Allgäu
Traumjob an der Rezeption

Wer einen wirklichen Einblick in den Tourismus und die Gastronomie bekommen möchte, sollte sich nicht nur als Gast Hotels oder Restaurants anschauen. Hinter die Kulissen des Fünfsternehotels «Sonnenalp» in Ofterschwang haben deshalb nun die Achtklässler der Friesenrieder Volksschule gespickt. Die Klasse nimmt an der Allgäuer Berufsoffensive unserer Zeitung teil, mit der sich junge Menschen über die Berufe des Tourismus, der Hotellerie und Gastronomie informieren.

«Wir haben uns die Küche und einige Hotelzimmer angeschaut», erzählt Christian (15). «Es ist bestimmt ziemlich stressig, im Hotel ,Sonnenalp zu arbeiten», schildert Manuel (14) aus der achten Klasse der Volksschule Friesenried seinen Eindruck vom Besuch in dem Luxushotel. Könnte sich Manuel für einen Beruf im Hotelgewerbe entscheiden, würde er lieber ein kleineres Hotel wählen. Momentan interessiert sich der 14-Jährige auch eher für eine Arbeit «mit etwas Schwerem». Kfz-Mechaniker könne er sich zum Beispiel gut vorstellen. «Erst beim Besuch im Sonnenalp hat man ein Bild davon bekommen, wie es in einem Hotel zugeht», meint Christian. Konstantin (14) hat die Besichtigung der Sonnenalp eher abgeschreckt. «Als Koch muss man gleich zum Restaurant ziehen. Das finde ich am Anfang ziemlich hart», meint der Schüler. Ihn reizt der Bereich Tourismus und Gastronomie eher weniger.
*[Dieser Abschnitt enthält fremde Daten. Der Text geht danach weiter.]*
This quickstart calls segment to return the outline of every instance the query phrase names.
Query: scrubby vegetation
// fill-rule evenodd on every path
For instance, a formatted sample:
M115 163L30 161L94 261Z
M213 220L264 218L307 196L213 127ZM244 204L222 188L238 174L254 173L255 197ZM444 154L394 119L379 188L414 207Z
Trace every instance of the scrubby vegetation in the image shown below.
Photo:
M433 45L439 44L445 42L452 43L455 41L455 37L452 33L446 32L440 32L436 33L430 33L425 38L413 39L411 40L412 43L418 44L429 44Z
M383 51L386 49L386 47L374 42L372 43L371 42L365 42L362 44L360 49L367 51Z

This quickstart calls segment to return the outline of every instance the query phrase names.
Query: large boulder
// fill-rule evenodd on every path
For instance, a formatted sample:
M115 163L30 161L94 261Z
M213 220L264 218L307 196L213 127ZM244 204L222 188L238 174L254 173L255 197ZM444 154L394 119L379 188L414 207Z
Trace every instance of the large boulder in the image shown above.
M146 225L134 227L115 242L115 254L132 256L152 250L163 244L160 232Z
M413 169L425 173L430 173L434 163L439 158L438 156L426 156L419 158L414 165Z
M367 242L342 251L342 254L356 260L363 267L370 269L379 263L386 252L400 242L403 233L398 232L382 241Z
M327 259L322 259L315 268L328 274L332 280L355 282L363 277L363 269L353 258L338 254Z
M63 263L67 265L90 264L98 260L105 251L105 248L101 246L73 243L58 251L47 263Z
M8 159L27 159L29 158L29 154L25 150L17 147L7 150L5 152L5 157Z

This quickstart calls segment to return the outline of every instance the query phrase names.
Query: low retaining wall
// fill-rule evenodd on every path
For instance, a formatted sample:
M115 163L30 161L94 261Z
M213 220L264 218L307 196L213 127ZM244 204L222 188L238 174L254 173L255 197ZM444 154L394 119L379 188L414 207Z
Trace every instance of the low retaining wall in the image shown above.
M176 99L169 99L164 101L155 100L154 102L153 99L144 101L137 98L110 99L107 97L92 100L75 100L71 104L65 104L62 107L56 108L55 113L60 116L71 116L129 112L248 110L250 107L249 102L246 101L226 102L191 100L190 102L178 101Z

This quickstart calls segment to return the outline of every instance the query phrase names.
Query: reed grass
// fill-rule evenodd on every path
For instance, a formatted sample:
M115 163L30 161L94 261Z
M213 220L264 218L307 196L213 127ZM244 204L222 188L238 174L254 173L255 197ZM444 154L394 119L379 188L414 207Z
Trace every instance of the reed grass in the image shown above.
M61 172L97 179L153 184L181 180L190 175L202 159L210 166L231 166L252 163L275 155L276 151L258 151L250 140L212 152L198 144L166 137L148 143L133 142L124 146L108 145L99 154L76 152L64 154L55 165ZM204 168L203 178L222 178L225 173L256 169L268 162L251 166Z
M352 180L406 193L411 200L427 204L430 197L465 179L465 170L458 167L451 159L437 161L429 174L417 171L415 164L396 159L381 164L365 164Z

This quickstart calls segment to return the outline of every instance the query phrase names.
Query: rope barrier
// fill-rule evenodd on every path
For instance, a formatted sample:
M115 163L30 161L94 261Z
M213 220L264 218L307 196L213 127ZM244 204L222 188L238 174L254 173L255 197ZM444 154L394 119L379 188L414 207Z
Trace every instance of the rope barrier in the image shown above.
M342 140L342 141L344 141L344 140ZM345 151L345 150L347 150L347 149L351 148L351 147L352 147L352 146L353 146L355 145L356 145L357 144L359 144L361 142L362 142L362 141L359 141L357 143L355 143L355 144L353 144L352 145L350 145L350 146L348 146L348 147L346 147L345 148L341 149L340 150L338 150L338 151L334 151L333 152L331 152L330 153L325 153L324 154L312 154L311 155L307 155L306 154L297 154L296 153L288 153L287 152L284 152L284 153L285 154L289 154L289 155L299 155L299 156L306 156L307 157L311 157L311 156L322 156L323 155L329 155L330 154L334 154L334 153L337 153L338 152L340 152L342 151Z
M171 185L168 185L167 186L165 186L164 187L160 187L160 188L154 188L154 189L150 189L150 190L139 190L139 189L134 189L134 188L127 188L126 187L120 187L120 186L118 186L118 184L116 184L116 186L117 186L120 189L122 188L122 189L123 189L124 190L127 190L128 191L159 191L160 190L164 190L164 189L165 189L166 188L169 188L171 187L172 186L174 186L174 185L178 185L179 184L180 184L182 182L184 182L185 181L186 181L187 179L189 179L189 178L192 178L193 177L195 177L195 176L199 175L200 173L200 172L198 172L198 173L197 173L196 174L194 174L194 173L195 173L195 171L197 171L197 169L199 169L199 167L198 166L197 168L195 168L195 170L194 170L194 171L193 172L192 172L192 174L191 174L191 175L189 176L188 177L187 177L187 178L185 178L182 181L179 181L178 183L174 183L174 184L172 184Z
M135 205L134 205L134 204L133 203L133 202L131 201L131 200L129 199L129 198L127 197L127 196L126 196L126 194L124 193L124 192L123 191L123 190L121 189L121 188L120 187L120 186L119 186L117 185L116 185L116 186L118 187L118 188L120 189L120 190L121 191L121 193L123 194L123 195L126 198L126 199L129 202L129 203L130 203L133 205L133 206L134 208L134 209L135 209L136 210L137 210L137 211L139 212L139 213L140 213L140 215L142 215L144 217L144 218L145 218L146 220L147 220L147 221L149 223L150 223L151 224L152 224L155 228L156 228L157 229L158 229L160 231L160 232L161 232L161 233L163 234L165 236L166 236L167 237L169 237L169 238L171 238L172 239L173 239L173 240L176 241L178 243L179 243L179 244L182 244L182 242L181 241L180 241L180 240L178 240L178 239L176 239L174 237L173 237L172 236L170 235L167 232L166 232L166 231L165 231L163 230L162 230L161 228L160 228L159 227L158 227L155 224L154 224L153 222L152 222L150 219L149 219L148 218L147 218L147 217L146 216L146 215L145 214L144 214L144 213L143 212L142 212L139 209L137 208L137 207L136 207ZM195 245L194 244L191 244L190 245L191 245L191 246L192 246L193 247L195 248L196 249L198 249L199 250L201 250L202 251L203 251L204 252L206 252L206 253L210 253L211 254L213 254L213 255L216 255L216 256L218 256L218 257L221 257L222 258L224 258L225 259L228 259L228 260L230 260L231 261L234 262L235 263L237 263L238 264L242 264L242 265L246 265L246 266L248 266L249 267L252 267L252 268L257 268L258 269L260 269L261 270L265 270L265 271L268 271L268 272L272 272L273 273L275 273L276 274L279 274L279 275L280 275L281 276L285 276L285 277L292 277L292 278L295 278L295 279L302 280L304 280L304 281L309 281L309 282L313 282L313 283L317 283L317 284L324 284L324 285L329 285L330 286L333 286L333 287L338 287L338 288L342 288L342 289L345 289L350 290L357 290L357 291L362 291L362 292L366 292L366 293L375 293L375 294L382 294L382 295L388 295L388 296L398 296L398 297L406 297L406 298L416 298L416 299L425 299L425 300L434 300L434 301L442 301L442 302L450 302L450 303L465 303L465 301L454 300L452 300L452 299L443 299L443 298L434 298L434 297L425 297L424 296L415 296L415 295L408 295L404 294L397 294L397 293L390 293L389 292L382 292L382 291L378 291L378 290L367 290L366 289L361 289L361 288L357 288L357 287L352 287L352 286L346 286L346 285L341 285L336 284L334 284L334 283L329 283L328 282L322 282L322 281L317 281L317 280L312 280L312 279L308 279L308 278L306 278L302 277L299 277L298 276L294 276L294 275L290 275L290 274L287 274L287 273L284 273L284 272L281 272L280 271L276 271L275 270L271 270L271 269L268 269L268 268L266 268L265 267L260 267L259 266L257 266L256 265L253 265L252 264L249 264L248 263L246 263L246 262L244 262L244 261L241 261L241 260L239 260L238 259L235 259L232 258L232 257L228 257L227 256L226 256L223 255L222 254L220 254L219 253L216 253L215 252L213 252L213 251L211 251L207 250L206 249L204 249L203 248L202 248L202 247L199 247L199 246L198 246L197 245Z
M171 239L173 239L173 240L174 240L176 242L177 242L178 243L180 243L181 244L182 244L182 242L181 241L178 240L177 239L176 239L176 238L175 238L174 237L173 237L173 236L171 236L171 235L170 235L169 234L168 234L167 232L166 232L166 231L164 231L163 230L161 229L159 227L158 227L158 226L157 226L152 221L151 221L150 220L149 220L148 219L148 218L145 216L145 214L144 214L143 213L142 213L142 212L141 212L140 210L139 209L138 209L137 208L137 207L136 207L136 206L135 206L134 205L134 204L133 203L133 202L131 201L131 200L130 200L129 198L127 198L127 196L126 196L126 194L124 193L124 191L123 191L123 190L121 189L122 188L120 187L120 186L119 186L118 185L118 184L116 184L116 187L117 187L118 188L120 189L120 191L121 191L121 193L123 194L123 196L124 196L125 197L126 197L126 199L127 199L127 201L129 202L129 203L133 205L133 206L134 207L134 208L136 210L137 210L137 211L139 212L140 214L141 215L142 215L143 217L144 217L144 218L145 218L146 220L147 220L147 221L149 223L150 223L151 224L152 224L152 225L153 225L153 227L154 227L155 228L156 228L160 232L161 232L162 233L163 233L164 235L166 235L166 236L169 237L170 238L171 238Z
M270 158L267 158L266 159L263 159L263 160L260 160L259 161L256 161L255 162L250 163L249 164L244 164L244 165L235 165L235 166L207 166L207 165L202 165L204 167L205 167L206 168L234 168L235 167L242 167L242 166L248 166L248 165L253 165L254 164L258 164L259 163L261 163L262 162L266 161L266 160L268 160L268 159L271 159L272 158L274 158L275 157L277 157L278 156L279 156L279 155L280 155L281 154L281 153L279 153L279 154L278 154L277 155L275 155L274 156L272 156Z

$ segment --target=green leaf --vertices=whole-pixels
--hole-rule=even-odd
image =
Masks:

Zum Projekt Berufsoffensive gehört auch das Planspiel Tourismus, bei dem die Schüler im Unterricht Fragen wie «Was würdest du machen, wenn dir als Kellner das Essen herunterfällt?» beantworten. «Einmal haben wir das Planspiel schon ausprobiert», erklärt Hauptschullehrer Peter Dittert. Und fügt gleich hinzu, warum es bisher nicht öfter geklappt hat: «Die ganze Geschichte braucht einfach sehr viel Zeit.»

Zusätzlicher Stoff

Er müsse jedoch nebenher nicht nur seinen Unterrichtsstoff durchbringen, sondern die Schüler auch über andere Berufe im Handwerk und in der Industrie informieren.

Den Gedanken, Schülern bestimmte Berufe näher zu bringen, findet Dittert «klasse». «Die Rollen im Planspiel anzunehmen, ist für die Kinder allerdings schwierig», betrachtet er das Projekt auch kritisch. Sich in die Lage eines Restaurantchefs, Kochs oder Rezeptionisten zu versetzen, sei für viele nicht immer ganz leicht. «Die Fragen sind aber aus dem Leben gegriffen», lobt er.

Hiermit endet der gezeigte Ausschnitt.